Irish people reduced their spending and social activities in September, according to the latest report on credit and debit card spending from the Bank of Ireland.
UB’s spending fell 28% in September. Eating out was also off the agenda for many, with restaurant spending falling by more than a fifth during the month.
Consumers also ordered less from fast food outlets, with spending down 18% in the month.
When kids returned to school, getaways were no longer a priority for many, with hotel spending down 26% as kids returned to school.
This was also reflected in airline spending, which fell 8% in September.
Overall, debit and credit card spending fell 8% from August. This marked a similar drop recorded by the BoI last year when spending in September fell 6% overall.
“It won’t be as surprising to many people to see September spending statistics showing consumers nationwide pulled back a bit last month and saved for what could well be a harsh winter,” said Jilly, head of customer travel at the BoI. Clarkine.
The retail sector also recorded declines last month, with consumers spending 10% less in supermarkets during the month. Spending on men’s and women’s clothing also fell 12%.

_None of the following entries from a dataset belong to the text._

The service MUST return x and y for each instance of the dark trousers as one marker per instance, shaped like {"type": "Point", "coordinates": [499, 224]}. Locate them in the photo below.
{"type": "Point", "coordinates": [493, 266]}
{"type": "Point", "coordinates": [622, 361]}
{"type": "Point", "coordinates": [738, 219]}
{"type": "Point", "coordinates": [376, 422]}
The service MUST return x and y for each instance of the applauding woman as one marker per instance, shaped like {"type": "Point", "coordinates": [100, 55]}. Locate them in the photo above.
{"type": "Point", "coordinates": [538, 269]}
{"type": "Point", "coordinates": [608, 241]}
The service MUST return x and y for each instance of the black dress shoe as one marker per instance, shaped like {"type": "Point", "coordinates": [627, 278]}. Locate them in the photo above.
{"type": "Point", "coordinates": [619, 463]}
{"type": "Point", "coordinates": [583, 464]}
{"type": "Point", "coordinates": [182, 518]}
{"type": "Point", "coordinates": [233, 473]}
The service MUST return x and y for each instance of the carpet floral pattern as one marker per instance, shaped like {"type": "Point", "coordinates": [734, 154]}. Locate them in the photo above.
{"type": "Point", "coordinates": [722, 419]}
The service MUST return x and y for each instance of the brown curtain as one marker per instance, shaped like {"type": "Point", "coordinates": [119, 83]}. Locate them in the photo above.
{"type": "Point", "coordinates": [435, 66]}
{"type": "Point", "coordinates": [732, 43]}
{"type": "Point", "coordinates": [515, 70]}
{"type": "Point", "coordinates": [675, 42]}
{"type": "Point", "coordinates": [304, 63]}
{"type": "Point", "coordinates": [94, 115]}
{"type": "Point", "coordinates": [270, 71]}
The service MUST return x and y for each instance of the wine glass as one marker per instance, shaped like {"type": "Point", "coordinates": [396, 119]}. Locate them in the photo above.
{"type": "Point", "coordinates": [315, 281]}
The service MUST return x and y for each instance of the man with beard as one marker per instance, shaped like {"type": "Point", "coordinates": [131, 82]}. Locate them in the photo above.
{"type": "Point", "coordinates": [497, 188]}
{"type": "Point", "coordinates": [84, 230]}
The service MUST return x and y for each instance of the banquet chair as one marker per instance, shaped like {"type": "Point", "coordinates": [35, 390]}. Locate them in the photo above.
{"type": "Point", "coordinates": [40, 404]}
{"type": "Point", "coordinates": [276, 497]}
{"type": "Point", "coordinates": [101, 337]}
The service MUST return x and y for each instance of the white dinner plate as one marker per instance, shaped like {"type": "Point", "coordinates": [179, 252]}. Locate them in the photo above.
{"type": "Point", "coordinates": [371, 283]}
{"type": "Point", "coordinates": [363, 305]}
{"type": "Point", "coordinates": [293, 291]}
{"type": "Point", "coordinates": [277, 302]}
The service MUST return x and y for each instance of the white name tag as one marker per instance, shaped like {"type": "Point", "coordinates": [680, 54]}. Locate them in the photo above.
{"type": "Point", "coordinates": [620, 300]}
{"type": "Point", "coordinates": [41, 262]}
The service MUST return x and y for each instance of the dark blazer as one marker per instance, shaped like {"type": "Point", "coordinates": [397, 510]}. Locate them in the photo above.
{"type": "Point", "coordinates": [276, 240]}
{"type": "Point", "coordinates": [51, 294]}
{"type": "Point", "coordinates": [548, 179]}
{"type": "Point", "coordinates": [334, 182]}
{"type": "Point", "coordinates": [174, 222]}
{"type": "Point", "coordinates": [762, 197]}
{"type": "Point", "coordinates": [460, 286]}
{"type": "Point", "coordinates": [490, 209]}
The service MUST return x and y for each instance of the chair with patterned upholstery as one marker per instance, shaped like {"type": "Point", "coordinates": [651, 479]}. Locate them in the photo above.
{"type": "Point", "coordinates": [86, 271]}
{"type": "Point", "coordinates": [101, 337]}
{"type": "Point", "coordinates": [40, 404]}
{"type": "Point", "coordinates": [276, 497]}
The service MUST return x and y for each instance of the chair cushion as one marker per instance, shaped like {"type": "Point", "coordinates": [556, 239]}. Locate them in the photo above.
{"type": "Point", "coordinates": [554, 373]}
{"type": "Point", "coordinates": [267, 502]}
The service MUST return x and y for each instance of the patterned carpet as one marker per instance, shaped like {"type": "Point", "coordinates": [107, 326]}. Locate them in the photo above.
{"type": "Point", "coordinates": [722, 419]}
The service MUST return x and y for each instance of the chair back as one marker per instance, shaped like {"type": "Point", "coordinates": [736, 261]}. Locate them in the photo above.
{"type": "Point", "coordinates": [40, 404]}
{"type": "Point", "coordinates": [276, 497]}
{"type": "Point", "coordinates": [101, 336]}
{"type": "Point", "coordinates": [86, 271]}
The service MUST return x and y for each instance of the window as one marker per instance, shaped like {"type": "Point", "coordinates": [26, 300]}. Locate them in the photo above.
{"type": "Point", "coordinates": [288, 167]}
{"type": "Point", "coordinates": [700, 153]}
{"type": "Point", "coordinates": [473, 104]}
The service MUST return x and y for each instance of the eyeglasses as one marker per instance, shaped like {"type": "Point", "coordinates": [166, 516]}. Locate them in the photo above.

Bakeries were also affected as consumers reduced their spending. Bakery purchases fell 19% in September, according to BoI data.
Spending fell in every county in Ireland as consumers tightened their belts. The biggest falls were reported in Dublin and Sligo, which saw spending fall by 9%.
Ms. Clarkin also pointed out that spending levels have fallen in every age group. Young professionals aged 26 to 35 spent 10% less last month, while spending by those over 65 fell 4%.
“With consumers currently experiencing cost of living challenges exacerbated by rising energy prices and stubborn inflation hikes, it will be interesting to see whether these more restrained spending habits continue over the next few months. months,” she said.